I made a mental note to myself to write about… something today. It started with the letter W but I do not remember what it was. Not wisdom, weirdness, wallowing. Nor pussy willows, though I got a bouquet of them a few weeks ago and they sat on the end of the counter, mysterious and soft buds. Winter? I have had so much more than enough of winter that I cannot fathom wanting to write about it; winter is my unwelcome guest, longer than three days, longer even than three months, the foul smell lingering like it will never go. Yesterday the sun was shining and I thought perhaps it would be nice enough to start walking again next week and checked the weather forecast and it predicted 25 degrees which felt AMAZING, just to think about what 25 degrees would feel like, I mean I do not even REMEMBER 25 degrees in this country it was so long ago, but then I realized that it was 25 Fahrenheit.

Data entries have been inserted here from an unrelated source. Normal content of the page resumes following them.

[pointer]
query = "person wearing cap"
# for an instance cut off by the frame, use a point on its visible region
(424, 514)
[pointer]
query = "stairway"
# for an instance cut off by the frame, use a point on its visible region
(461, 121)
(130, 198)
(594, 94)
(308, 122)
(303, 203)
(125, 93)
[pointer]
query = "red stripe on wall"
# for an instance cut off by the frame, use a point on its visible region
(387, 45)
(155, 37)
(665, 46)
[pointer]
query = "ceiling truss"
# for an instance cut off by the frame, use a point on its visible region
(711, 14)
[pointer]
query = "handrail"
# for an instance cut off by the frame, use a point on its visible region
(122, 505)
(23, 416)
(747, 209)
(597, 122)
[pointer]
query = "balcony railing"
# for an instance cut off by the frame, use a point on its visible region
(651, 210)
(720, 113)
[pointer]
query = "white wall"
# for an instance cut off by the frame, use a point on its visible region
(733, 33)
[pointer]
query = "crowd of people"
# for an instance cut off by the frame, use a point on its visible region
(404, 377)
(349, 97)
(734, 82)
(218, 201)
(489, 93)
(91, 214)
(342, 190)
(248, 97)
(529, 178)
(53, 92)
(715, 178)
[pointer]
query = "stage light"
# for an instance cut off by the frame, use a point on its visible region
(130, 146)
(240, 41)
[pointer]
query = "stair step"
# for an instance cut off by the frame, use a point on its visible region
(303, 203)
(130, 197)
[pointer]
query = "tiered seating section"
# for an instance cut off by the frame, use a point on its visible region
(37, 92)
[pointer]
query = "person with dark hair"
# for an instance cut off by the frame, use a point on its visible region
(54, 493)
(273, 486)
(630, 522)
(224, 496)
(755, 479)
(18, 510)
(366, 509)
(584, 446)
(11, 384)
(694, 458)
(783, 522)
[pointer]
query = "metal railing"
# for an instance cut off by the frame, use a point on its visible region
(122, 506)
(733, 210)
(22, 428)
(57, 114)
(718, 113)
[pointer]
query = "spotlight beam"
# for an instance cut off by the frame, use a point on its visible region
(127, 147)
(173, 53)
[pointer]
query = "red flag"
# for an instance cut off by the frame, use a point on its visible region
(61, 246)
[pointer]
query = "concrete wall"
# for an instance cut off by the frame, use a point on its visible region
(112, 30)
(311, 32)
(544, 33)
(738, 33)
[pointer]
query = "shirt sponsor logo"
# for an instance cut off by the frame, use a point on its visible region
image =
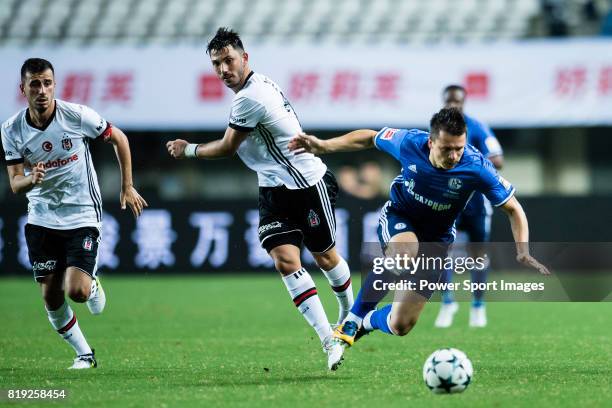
(455, 183)
(44, 266)
(388, 134)
(267, 227)
(66, 144)
(313, 219)
(436, 206)
(234, 119)
(53, 164)
(505, 183)
(87, 243)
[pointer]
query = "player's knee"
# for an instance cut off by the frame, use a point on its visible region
(53, 300)
(286, 263)
(78, 293)
(327, 260)
(402, 326)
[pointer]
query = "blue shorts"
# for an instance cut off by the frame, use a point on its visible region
(393, 222)
(477, 226)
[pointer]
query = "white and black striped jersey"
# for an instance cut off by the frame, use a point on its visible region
(261, 109)
(69, 196)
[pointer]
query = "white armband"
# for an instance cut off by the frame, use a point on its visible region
(190, 150)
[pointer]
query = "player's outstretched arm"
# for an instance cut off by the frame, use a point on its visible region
(520, 231)
(20, 183)
(356, 140)
(129, 196)
(217, 149)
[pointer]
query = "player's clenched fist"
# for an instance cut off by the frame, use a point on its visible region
(176, 148)
(38, 173)
(303, 143)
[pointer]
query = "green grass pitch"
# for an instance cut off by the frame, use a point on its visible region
(237, 340)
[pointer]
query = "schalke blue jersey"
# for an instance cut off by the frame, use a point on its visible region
(432, 198)
(482, 138)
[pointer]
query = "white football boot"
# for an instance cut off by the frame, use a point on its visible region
(84, 361)
(478, 316)
(446, 315)
(97, 298)
(334, 350)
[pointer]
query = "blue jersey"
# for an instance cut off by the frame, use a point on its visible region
(482, 138)
(432, 198)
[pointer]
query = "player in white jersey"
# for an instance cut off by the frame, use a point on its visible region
(46, 147)
(297, 193)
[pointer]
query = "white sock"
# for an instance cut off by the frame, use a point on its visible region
(304, 294)
(339, 278)
(353, 317)
(93, 289)
(64, 321)
(367, 324)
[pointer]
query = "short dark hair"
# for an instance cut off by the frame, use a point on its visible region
(224, 37)
(454, 87)
(35, 66)
(449, 120)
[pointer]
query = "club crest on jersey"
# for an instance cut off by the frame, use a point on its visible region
(389, 134)
(455, 183)
(88, 243)
(313, 219)
(66, 144)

Ohrightwinter. As you were.

I do realize it was ridiculous to have thought it could go from the snowstormy 6 below to 25 in a week, but such is my longing for any other weather that I was misled. It was like when you're in a bar and you're sure someone is just looking at you all the time but then you realize that there's a clock above your head. Or when Jackie O is waving at you and you wave back and then realize she's just hailing a cab. Neither of these things have happened to me but I believed a weather forecast and it is just as awkward.

When it is finally spring I will complain because every mammal in town is publicly rutting and reminding me of how old I am etc. I know that.
 
This weekend I planned to work on a book I have fallen behind in editing, and I also had a real desire to take a break from the book because I am having trouble maintaining a consistent day-to-day editing level and it needs planning. My usual method to getting things done is to take a deep breath and DO THEM but this is rather a large thing to get through without pausing. So the closets got organized, I finally figured out how to do internet banking, cleaned the fridge, watched a lot of television, finished listening to one book and started another, and plowed through a New Yorker. AND worked out a schedule for getting the book edited, since otherwise it will be so far on the back burner that it will fall off the stove, and who knows when I'll be cleaning back there again. Clearly I need more books to edit. Hook me up, yo.